On July 31, the Midtown Neighbors’ Association, which represents the community most affected by major events in Piedmont Park, voted down the event at its board meeting “due to safety, logistics, Piedmont Park wear/tear, and noise issues,” MNA board member Dana Persons said. Along with these complaints, Neighborhood Planning Unit-E, which surrounds the southern and western boundaries of the park, voted unanimously to “not support” the Music Midtown 2014 festival.

“Music Midtown is unlike any other festival in its sheer size,” said Terry Bond, president of the Midtown Neighbors’ Association and a member of the NPU-E board.

In a statement Bond shared with the Mayor’s Office of Special Events, City Council members and the Atlanta Planning Advisory Board, he explained that the surrounding neighborhoods have grown tired of the festival taking over Piedmont Park for a weekend in September for the past four years. Over that time he said the inconvenience to residents and the damage to the park has grown along with the increasing scale of the festival.

“I am not opposed to the concert and music per se,” said Ellen Sacchi, a neighbor of Piedmont Park. “But I am opposed to a long-term disruption of traffic in the neighborhood, damage to the park and disruption of public use of the park for 10 to 12 days or more. If the festival cannot set up and pack up in four to five days without damaging the property, they need to find another venue.”

But promoters say moving the festival is not feasible.

“There is no place to do these events other than Piedmont Park,” Conlon said in an interview with Atlanta Business Chronicle columnist Maria Saporta. “We are under-parked as a city.”

Atlanta’s other parks may be too small, but residents say the same for Piedmont Park.

“Music Midtown, in my mind, has now gone beyond the capacity of Piedmont Park,” Virginia Highlands Watch Coordinator John Wolfinger said.

Before the vote of no confidence, the neighborhood had been in discussions with the promoters of the festival to try to come up with solutions to address some of its concerns.

The MNA is opposed to closing 10th Street for this festival because, according to Bond, “there really is no viable alternative routing.”

Even though he’s regularly attended the festival, Dan Matisoff, a Georgia Tech professor, a public sector economist and a concerned resident, was also critical of the festival.

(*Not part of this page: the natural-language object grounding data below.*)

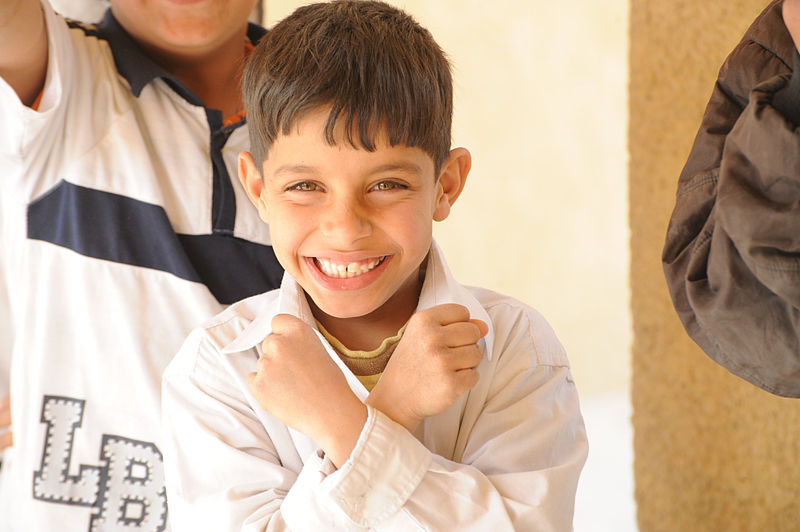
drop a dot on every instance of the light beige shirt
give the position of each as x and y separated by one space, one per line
505 456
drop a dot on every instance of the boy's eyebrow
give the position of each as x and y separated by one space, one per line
388 167
295 169
401 166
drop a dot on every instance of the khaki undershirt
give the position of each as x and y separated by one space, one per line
368 366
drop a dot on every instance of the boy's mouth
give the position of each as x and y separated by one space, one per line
346 270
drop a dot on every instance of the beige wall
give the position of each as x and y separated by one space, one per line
711 451
540 103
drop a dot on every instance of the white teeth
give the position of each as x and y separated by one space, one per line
344 271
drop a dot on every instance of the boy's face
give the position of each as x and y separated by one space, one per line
351 226
183 27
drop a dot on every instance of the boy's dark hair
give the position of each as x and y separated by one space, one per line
373 64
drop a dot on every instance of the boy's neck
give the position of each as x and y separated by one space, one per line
214 77
366 333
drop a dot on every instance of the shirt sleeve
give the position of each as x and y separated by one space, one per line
522 474
26 130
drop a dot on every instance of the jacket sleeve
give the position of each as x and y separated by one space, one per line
726 246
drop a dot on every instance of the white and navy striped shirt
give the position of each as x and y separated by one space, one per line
122 226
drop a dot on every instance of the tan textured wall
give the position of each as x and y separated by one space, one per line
711 452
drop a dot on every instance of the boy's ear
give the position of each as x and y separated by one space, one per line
452 178
250 177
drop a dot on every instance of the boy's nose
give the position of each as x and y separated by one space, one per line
344 222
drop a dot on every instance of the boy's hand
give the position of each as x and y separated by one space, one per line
434 363
298 383
5 422
791 18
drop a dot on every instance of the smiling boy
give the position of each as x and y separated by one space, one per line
371 391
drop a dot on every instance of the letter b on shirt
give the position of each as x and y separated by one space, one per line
127 490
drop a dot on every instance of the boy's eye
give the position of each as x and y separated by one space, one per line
388 185
304 186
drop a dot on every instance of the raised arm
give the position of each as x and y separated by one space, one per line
23 40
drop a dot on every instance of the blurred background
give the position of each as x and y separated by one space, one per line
541 103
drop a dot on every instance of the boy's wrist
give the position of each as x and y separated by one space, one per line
391 409
341 432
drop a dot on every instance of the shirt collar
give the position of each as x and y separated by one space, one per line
439 287
137 67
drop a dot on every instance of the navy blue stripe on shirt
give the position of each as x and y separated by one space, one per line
124 230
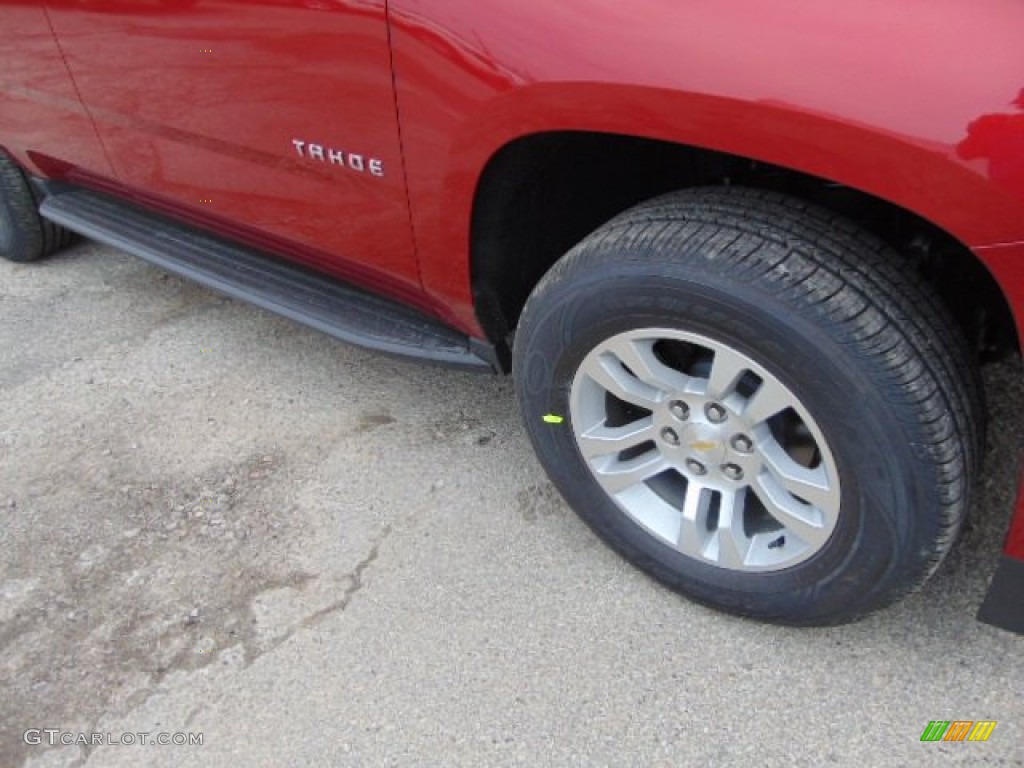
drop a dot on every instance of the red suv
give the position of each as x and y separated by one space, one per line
741 258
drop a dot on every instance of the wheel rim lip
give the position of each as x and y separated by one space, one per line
829 513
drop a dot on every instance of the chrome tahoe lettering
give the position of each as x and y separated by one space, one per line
330 156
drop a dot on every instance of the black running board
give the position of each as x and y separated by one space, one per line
314 300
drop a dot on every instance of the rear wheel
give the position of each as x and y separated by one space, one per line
753 401
25 236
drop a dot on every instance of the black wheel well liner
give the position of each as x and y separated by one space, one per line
542 194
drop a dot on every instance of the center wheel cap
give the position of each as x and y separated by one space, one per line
705 443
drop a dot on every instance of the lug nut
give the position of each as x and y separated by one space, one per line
715 413
742 443
670 435
679 410
695 467
732 471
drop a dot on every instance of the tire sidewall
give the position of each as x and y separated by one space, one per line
882 482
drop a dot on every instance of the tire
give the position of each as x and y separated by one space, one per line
754 401
25 236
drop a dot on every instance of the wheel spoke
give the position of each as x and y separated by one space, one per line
726 369
609 374
640 358
729 545
616 476
803 520
769 399
810 484
602 439
693 527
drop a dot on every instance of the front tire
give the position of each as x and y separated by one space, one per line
755 402
25 236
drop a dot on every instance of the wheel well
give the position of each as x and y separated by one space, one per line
543 194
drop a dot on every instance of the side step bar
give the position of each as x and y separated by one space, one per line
329 305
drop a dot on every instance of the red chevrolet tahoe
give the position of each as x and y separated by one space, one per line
741 258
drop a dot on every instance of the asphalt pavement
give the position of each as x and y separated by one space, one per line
217 522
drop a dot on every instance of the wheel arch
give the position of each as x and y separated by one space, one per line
512 150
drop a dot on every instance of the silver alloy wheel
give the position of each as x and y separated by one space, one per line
706 450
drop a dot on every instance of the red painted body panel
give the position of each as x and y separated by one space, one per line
919 102
199 104
914 102
42 122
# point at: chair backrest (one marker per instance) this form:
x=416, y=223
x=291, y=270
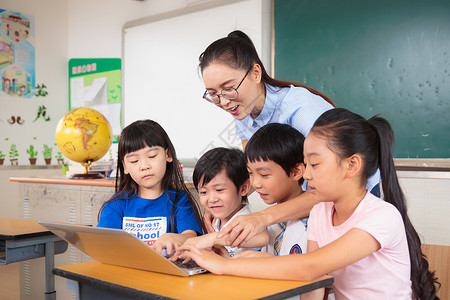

“Essentially, the city has leased a good portion of Piedmont Park, two lanes of traffic, the BeltLine crossing at 10th and Monroe and the bike lane to Live Nation for $500,000,” Matisoff said. “$400,000 goes to the city, $100,000 goes to the park. As far as I know, this amount has not changed, even though they’ve tripled the size of the event over the past three years, taken up more space of the park, caused more damage to the park and more traffic and other public space inconvenience each subsequent year.”

During the 2013 Music Midtown, a serious downpour on the second day of the festival turned the grassy meadow in Piedmont Park into a muddy mess as more than 55,000 people came to listen Saturday night.

Conlon’s response: “You can fix grass.”

In other words, Live Nation and Music Midtown feel that the benefits outweigh the costs. Conlon believes the return of Music Midtown is a boost for the city’s economy.

“This is a good event for the city,” Conlon said. “It puts us on the map with other cities and their music festivals. During Music Midtown, the hotels, bars and restaurants are full. People are spending money.”

But many residents ask if the park receives enough money to be worth the damage.

“While the city may raise some revenue from Live Nation, it’s not clear how the residents of Midtown benefit from that revenue,” Matisoff said.

The city was presented with Midtown’s safety and logistics concerns and suggestions for improvement for Music Midtown 2014, but as the concert went on as planned Sep. 19-20, all they were able to do was hope for the best.

In an email Conlon sent to both the MNA and NPU-E, he said that Live Nation and Music Midtown did as much as they could to address the community’s concerns. In the end, though, he says the festival and the park are complementary parts.

“This is our Central Park. It is a great place for music festivals,” Conlon said. “There is no other place where we can do major festivals in the city. If we can’t have Music Midtown at Piedmont Park, there’s nowhere to go. We’re done.”